In other baseball news, Carlos Beltran voluntarily moved to right field. As if that's going to help the Mets. They need to not be paying Carlos Beltran anymore. At least they've realized that paying both Beltran and Ollie Perez to be useless is a bad idea, so they're going to release Ollie. But the fact that Beltran is stealing money from them is the least of the Mets' problems. The money that the Wilpons gave to Bernie Madoff, who then stole money from a whole bunch of other people is the problem. The New York Mets, such a trainwreck. They're so damn unintentionally entertaining that you don't want to look away out of fear you'll miss something. Just like a Charlie Sheen press conference. (Sidebar, does anyone even care how John Cryer and Angus T. Jones feel about having their show effectively cancelled because he's a whack job?)
On to the NHL (yes, believe it or not, there is a hockey season currently being played). With a little more than a month left in the regular season, the playoff races are getting nuts, especially in the West, where just six points separate the defending champion Blackhawks in fourth and the Wild in 11th. The race is tight in the east, too. Six teams are solidly in, but the Rangers, Sabres and Hurricanes are in a dogfight for the other two spots. And I completely agree with the NHL's decision not to further penalize Zdeno Chara for his hit on the Canadiens' Max Pacioretty (the video is below).
Chara's not a dirty player. He's a 6'9 monster wearing ice skates. The play was just an unfortunate combination of circumstances where Pacioretty hit the boards at exactly the wrong place. The fact that the Montreal police are pursuing charges is completely ludicrous.
And, of course, there's college basketball. I enjoy the first week of March Madness (the conference tournaments) as much as, if not more than the NCAA Tournament. I'm currently watching UConn-Syracuse in the Big East semifinals, a matchup that will always have special significance for me. The first college basketball game I ever went to was the UConn-Syracuse Big East final when I was seven years old. It would take me about three more blog posts to talk about all the twists and turns of the conference tournaments, so I'm not going to do that. The officiating in the St. John's-Rutgers game would deserve one of its own.

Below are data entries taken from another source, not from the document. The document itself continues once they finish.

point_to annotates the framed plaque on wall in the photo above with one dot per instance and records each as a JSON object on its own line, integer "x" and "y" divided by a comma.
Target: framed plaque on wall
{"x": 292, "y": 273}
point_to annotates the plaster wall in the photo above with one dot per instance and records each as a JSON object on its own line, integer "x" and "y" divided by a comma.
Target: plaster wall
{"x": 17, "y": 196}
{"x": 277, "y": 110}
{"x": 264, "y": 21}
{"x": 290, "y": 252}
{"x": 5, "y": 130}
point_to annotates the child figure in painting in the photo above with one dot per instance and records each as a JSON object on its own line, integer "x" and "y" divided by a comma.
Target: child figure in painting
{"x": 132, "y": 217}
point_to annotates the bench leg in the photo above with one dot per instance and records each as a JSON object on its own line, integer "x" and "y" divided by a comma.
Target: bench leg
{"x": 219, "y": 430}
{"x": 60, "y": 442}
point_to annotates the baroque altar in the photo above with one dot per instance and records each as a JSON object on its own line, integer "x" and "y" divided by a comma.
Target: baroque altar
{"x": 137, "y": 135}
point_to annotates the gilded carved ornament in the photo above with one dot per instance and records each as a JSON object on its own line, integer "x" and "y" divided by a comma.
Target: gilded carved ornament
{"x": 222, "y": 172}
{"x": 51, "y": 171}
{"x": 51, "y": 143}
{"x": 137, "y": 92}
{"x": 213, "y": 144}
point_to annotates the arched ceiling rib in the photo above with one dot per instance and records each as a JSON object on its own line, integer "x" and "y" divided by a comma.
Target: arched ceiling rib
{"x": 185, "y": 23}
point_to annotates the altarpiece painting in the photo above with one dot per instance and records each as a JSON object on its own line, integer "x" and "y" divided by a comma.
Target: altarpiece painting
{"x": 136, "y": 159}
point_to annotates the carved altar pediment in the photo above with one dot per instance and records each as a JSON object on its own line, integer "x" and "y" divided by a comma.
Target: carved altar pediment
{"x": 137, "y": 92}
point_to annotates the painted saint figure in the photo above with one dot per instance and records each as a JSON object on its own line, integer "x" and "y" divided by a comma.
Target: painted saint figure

I will say this though: the "other" Joe Brackets is driving me crazy with his constantly changing bracket. It's not so much the constant changes that bother me (in fact, just the opposite, I like that ESPN gives us those updates on the bottom line), but the fact that some of those changes don't make any sense. Case in point, Notre Dame slaughters Cincinnati last night to move up to a No. 1 seed. No problem there. But the No. 1 seed that got dropped down to Notre Dame's No. 2 wasn't Pitt, which lost to UConn earlier in the day, it was Duke, which didn't even play until today. And teams that don't play keep getting moved around between the "Last Four Byes," "Last Four In," and "Last Four Out" categories. I have no problem with moving teams around on those lines based on winning or losing (for example, Marquette and Colorado have both played their way in), but just doing it arbitrarily when they don't even play really bothers me.
Maybe that just means I've been watching way too much college basketball over the past few days for something like that to annoy me. As for my bracket, it probably won't be updated until sometime tomorrow night or Sunday when we know who's in from all the mid-majors (the Big Ten and ACC championship games will have little bearing on who I think is in the field).